Une solution alternative consisterait à freiner quelque peu l’ascension des taux d’intérêt à long terme. Cela permettrait notamment d’atténuer les développements dramatiques sur les marchés obligataires européens. L’augmentation des taux sur les dettes publiques européennes est susceptible en effet de faire plonger les États membres les plus faibles de la zone euro dans des problèmes budgétaires, ce qui pousserait encore plus les taux à la hausse. 

Trois quarts (et même plus) des pertes subies sur les positions obligataires européennes sont survenues après l’invasion russe. C’est d’autant plus douloureux que l’on aurait pu s’attendre, au début du conflit militaire, à un mouvement de type flight-to-quality, comme lors des précédentes crises (en 2008 ou 2020).  Après l’invasion, l’on aurait pu tabler ainsi sur une baisse, plutôt qu’une hausse, des taux des obligations d’État. 

En réalité, cette fuite vers la qualité a bien eu lieu, mais elle s’est dirigée vers les actions américaines. Ah bon, vous entends-je objecter, parce que ces valeurs ont également souffert ces derniers mois. Mais, compte tenu de la forte augmentation des taux d’intérêt et de la nette dégradation des perspectives de croissance économique, les actions américaines sont restées relativement solides. 

 

Graphique 3 : prime de risque exigée sur la bourse d’actions américaine
 

Graphique 3 : prime de risque exigée sur la bourse d’actions américaine

La meilleure manière de l’illustrer est encore de calculer la prime de risque sur les actions américaines. L’on arrive ainsi à la constatation étonnante que la compensation exigée pour s’exposer aux risques des actions a diminué dans une importante mesure au cours des derniers mois. Autrement dit, les actions sont associées à une qualité supérieure et donc mieux armées face à la crise. Et ce sont les actions technologiques qui l’affichent le plus spectaculairement. Le revers de la médaille est que l’on peut difficilement prétendre que ces marchés d’actions sont bon marché actuellement... 

Aussi brutal que cela puisse paraître, le pire ennemi des bourses américaines est la banque centrale. Elle semble en effet s’engager sur la voie de l’exagération, en affrontant l’inflation avec des lance-flammes plutôt qu’avec des extincteurs. En relevant imprudemment le taux directeur, on risque de provoquer une récession (évitable) aux États-Unis. Une retraite chaotique, un bug out.

[i]Ces effets naissent par exemple lorsqu’une augmentation des prix de l’énergie renchérit les coûts de transport. Cela finit par être répercuté sur les prix payés par le consommateur final.

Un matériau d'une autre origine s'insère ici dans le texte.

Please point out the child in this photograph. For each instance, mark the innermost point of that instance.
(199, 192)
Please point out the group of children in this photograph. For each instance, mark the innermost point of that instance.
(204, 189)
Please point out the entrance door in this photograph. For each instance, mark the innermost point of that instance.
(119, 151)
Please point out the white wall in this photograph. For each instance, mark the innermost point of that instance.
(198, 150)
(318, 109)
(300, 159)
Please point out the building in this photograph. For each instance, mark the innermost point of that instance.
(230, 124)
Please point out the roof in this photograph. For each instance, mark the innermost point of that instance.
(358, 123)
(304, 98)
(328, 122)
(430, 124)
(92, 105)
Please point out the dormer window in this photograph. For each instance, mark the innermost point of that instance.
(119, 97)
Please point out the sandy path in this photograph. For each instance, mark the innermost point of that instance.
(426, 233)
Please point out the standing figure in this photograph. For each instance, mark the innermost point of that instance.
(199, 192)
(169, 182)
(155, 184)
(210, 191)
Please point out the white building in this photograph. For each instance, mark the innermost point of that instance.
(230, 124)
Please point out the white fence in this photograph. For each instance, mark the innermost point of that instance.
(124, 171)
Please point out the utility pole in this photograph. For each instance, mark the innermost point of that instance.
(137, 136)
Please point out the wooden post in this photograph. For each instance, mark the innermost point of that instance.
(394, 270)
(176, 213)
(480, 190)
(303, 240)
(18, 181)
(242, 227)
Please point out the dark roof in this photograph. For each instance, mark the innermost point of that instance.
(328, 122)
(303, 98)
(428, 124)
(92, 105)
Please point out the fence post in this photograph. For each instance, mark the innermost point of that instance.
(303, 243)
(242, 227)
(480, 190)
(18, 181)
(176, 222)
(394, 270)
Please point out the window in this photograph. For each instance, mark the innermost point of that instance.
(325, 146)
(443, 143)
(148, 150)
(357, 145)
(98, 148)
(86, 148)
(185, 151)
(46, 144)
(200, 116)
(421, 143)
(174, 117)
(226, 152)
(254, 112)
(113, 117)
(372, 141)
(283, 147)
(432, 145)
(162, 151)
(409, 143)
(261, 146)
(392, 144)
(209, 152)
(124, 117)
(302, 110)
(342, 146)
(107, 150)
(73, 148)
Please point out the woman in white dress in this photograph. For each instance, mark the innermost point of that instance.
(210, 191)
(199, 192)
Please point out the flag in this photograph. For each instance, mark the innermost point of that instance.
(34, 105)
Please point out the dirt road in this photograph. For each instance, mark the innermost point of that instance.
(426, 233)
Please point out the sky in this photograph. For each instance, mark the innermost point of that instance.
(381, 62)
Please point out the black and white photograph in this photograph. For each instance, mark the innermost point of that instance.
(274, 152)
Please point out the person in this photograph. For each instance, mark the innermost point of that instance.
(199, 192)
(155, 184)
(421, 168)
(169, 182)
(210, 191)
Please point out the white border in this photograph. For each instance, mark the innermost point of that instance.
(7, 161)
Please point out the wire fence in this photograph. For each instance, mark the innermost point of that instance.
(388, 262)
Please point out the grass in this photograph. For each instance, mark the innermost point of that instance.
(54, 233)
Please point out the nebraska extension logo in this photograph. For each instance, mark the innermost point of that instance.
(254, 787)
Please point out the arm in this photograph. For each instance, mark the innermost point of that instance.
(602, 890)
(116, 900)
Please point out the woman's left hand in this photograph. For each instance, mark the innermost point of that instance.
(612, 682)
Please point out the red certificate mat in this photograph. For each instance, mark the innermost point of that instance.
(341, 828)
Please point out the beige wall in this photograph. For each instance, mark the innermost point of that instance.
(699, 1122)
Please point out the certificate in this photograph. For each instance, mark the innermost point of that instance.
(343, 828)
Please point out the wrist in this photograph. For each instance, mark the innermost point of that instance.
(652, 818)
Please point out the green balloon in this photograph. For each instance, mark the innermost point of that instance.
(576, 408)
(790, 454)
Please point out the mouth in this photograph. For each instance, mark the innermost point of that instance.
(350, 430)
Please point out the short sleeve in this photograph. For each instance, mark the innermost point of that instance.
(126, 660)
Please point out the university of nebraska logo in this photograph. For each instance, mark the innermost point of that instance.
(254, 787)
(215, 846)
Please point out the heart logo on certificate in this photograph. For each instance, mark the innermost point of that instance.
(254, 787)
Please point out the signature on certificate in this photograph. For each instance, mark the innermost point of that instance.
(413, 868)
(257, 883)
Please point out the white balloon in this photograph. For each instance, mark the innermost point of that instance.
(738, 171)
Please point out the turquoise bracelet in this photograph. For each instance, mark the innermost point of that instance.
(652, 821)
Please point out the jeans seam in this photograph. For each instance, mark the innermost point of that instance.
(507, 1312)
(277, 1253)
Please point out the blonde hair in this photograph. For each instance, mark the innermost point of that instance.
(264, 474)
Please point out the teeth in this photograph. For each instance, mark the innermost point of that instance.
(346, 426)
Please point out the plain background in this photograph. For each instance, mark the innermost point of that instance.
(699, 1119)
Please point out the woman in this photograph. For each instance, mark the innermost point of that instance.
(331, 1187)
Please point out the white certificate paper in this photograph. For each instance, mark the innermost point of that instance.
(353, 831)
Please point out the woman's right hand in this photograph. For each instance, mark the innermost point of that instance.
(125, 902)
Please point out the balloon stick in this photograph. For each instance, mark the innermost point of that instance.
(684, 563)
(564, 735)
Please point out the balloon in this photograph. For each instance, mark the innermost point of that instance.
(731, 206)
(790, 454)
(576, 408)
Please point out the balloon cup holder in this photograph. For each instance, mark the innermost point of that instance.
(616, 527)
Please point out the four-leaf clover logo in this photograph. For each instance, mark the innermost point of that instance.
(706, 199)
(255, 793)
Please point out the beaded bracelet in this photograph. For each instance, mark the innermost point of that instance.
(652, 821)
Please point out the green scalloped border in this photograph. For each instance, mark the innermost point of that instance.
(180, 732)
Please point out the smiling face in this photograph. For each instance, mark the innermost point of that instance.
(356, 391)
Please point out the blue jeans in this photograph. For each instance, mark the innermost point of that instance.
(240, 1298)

[ii] L’indice des ventes au détail a progressé de 0,3 % d’un mois à l’autre, alors que l’on s’attendait à une baisse de 0,1 %.   

[iii] Nous observons tout de même un ralentissement manifeste de la croissance du nombre de ces offres d’emploi, ce qui s’explique, d’une part, par l’avenir économique incertain et, d’autre part, par le fait que les entreprises ne parviennent déjà pas à pourvoir leurs postes vacants actuels en raison des différences structurelles entre les compétences (techniques ou commerciales) demandées et celles offertes.

[iv] Suivie par une nouvelle hausse de 50 points de base en novembre et décembre et de 25 points de base en février et mars 2023. Comment traduit-on trop is te veel en anglais ?

[v]6,02 % à 30 ans et 5,21 % à 15 ans.

[vi] L’expression remonte à 1950, lorsque les troupes américaines ont dû effectuer une retraite chaotique en Corée. Qui s’est répétée tout aussi douloureusement lors de la chute de Saigon et du rapatriement d’Afghanistan.

[vii] À moins que vous vous appeliez Biniam ou Matthieu, naturellement.